The wages per week are from Wikipedia: https://en.wikipedia.org/wiki/List_of_countries_by_minimum_wage
```{r}
# Create a data frame containing the information for each country
df_countries <- data.frame(
country = c("germany", "colombia", "perú"),
total = c(sum(basic_de$prices), sum(as.numeric(basic_co$prices)), sum(basic_pe$prices)),
minimum_wage_wk = c(528.42, 69.26, 69.26)
)
df_countries$prop <- df_countries$total/df_countries$minimum_wage_wk
```
# Plot the results
```{r}
# Create the plot
ggplot(df_countries, aes(x = country, y = total)) +
geom_bar(stat = "identity", fill = "lightblue") +
labs(x = "Country", y = "Total", title = "Comparison of shopping cart value") +
theme_minimal()
```
```{r}
ggplot(df_countries, aes(x = country, y = prop)) +
geom_bar(stat = "identity", fill = "lightblue") +
labs(x = "Country", y = "Proportion", title = "Comparison of minimum wage spent") +
theme_minimal()
```
As can be seen, taking as a reference the prices in Euros, there are notorious differences in the amount spent by citizens in these countries.

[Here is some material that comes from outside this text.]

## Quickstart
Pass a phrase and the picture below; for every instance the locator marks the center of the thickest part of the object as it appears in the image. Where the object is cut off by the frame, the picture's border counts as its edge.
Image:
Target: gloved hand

The country that spends the least is Colombia, followed by Germany, and followed by Peru.
However, then considering the weekly minimum wage of each country, the proportion varies. Peru is the country in which people spends the most, in a general sense but also as a proportion of their mimimum age. On the other hand, Germany is the country that spends the least in comparison with their minimum wage.